Say It Better: How to Talk About Pain

Strategies to better communicate about chronic pain with loved ones and doctors.

Key points

  • If you live with chronic pain, your experience needs to be shared and you’re the best person to do it. 
  • Be specific about your pain, including the functional impacts on various areas of your life.
  • If a loved one has chronic pain, it may be best to offer practical assistance rather than advice.
Vera Arsic/Pexels
Relationships can become strained because of pain, emotional distance, and misunderstandings.
Source: Vera Arsic/Pexels

Chronic pain is a deeply personal experience that is often misunderstood by others. Because pain is invisible to others, it can be hard to explain the ups and downs, or why some days are good days and others are not. It is often difficult to share about one’s pain, yet so important for others, such as loved ones and doctors, to have a better understanding.
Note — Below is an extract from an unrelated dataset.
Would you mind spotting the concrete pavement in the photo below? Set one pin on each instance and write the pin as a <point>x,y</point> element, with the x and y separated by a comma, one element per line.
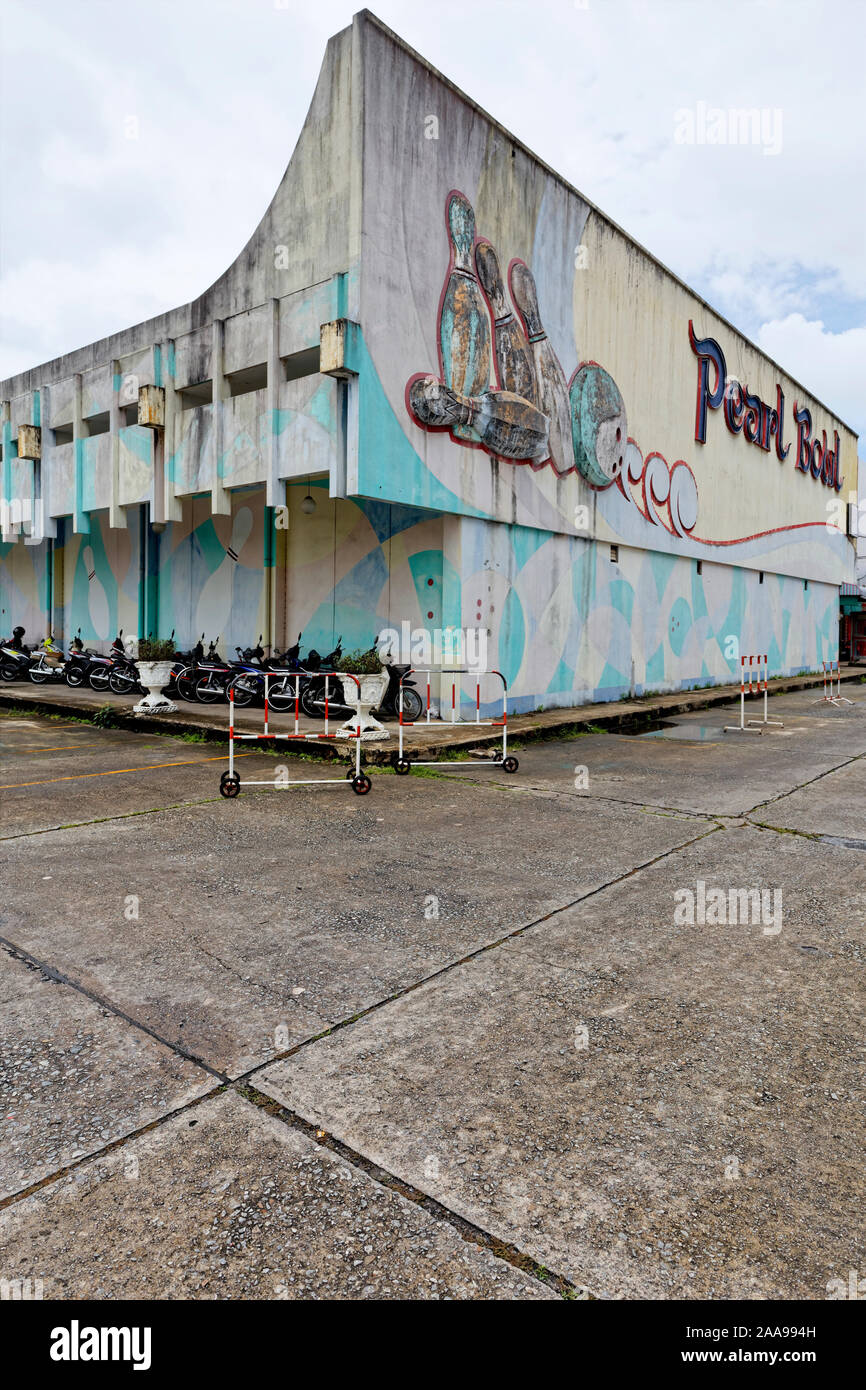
<point>466,991</point>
Those with pain may feel that they have made attempts to talk about the experience, but become frustrated by not feeling heard. Sometimes people with pain are reluctant to share the truth out of a desire to protect family and friends from worry. The misunderstandings can lead to emotional distance. But if you live with chronic pain then your experience needs to be shared and you’re the best person to do it.

How to Talk About Your Pain and Changes

Despite the challenges, the following can help:

  • Be specific. It “hurts all over” may not tell them enough; consider adding details where possible. Here are some examples:

    With health care providers, try: “It started with my low back, but now my left hip and upper back also hurt.”

    With loved ones, tell them exactly what would be helpful for you: “Focusing on the pain makes it feel more intense, but it’s more manageable when I do some regular activities that take my mind to more pleasant feelings."

  • Translate impacts. While the quality of pain or your history can be hard for others to grasp, describing functional impacts on various areas of life creates a better picture and fosters empathy.

    With health care providers, provide day-to-day impacts: “Just before my pain started, I was going to the gym a couple times a week, I would go for walks, and I pitched in around the house; lately, it is hard to stand or sit in one place for more than 15-20 minutes and I stopped exercising because I couldn’t keep it up.”

    With loved ones, describe preferences: “I’d love to go to the park and will need to take a break from walking every 20 minutes for just a few minutes, since that is what I can handle right now; would that work with your plans?”

  • Use resources. Organizations like the American Chronic Pain Association offer valuable communication tools for visits with your health care team and practical “conversation guides” to feel better prepared for positive interactions.

How to Communicate With a Person in Pain More Effectively

Those who care about people with chronic pain are also faced with challenges around how to communicate most effectively. Loved ones often want to help but do not know what to do or have offered assistance previously and been unsuccessful. To add another layer to it, those in pain may be struggling with irritability or low mood, which can feel like a personal rejection to those who are close.

Jonathan Chng/Unsplash
Break out of the rut by walking and talking, even try pacing and taking breaks.
Source: Jonathan Chng/Unsplash

Social support has been shown to be especially important for those with pain. People with pain who have supportive relationships are more likely to engage in activities and even reduce pain-related fears. So how can we improve our communication to ensure that relationships remain intact and beneficial?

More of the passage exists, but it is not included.